I‘m trying to solve the following problem:
Let $S$ be a set. Let $p:S\to S$ be a projector, i.e, $p\circ p = p$.
Let $G \subset Map(S,S)$ a subset closed under composition, i.e. if $f,g \in G$, then $f\circ g \in G$ and such that $(G, \circ)$ is a group.
- Show that $G$ contains one and only one projector.
I think the uniqueness of this projector can be shown taking $p, p'$ and assuming both are projectors in G.
But how do I prove it's existence in G? Is this $p$ the neutral element of $G$? If so, how do I show/see this?

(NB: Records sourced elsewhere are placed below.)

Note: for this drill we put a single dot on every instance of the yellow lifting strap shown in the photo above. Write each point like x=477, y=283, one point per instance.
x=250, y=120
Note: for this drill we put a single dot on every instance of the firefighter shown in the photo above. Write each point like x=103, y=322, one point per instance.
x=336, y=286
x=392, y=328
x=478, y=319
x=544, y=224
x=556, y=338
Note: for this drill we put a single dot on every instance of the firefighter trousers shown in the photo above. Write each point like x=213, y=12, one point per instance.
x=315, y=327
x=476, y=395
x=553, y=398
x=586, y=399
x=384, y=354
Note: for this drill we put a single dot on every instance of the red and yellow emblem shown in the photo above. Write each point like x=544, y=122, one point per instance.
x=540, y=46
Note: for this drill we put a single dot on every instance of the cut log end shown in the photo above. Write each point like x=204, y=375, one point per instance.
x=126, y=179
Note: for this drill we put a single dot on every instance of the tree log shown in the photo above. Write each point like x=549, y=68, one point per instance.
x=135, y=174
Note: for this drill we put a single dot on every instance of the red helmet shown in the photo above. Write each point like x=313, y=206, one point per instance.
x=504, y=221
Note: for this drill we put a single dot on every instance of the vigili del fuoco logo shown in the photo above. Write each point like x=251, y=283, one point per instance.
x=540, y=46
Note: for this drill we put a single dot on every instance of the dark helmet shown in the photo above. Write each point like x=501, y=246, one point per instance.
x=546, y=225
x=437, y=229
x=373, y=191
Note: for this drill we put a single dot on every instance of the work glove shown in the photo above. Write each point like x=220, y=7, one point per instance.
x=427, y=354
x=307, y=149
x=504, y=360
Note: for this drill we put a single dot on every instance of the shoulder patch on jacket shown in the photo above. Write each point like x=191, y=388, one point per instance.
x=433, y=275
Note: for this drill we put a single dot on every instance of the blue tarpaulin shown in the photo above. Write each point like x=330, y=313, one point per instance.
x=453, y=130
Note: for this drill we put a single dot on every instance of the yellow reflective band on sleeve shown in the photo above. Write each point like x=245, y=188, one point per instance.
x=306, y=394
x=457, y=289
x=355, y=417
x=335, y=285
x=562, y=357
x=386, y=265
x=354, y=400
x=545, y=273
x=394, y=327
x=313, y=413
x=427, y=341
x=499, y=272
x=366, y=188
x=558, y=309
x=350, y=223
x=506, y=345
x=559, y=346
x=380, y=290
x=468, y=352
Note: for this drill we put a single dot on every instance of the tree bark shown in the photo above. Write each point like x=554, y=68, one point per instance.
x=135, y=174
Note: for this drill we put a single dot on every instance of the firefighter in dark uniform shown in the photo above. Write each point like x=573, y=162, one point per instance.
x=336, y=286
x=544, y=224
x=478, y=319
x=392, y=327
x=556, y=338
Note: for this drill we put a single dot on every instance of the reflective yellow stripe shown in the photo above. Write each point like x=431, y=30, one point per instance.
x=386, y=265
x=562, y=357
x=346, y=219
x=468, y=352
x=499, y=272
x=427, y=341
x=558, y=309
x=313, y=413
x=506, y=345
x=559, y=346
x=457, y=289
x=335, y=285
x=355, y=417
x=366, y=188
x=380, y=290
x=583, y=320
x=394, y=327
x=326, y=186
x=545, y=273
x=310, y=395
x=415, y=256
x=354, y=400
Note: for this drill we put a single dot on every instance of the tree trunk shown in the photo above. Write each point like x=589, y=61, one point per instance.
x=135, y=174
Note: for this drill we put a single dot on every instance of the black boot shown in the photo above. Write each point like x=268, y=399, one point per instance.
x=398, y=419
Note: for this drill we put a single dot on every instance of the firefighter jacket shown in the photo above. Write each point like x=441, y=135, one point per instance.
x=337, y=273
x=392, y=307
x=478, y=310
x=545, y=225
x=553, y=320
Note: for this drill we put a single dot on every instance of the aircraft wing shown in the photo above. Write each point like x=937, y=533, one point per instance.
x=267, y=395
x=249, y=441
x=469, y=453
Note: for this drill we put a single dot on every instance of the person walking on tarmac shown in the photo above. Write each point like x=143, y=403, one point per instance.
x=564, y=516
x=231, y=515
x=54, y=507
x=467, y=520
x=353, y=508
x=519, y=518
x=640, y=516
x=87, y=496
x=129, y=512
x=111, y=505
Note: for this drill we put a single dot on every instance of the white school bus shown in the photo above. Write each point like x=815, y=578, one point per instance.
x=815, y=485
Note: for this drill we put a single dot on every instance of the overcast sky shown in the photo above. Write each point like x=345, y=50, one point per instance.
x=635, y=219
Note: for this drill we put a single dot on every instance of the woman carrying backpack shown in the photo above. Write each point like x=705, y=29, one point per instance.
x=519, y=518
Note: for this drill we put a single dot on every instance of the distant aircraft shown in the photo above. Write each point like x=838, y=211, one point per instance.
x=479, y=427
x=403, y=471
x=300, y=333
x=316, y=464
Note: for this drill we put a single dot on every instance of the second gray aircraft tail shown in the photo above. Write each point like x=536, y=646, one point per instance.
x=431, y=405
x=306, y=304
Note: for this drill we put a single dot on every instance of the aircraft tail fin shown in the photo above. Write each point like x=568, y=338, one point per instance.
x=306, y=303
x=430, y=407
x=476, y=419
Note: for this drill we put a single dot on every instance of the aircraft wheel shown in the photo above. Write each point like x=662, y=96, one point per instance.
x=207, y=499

So with the hint in the comment, it is clear that $p$ is the neutral element. Since we have that $p$ holds $e\circ e = e$, thus $p = e$
- Let $p(S) = T$, $f\in G$ and $q = p|_{S-T}: S-T \to T$. Show that $f(S)=T$ and that $f|_{T}$ is a bijection. What is the inverse of $f$ in $G$?
My attempt:
Since $f\circ p = f$, we have that $f(p(S)) = f(T) \overset{!}= T$. Is this just by definition of $f$ and $G$? Is then $f^{-1}=f$, the inverse of $f$, since $f(f(T))= f(T) = T = p(S)$?
This is really confusing me, any hint or advice would be appreciated.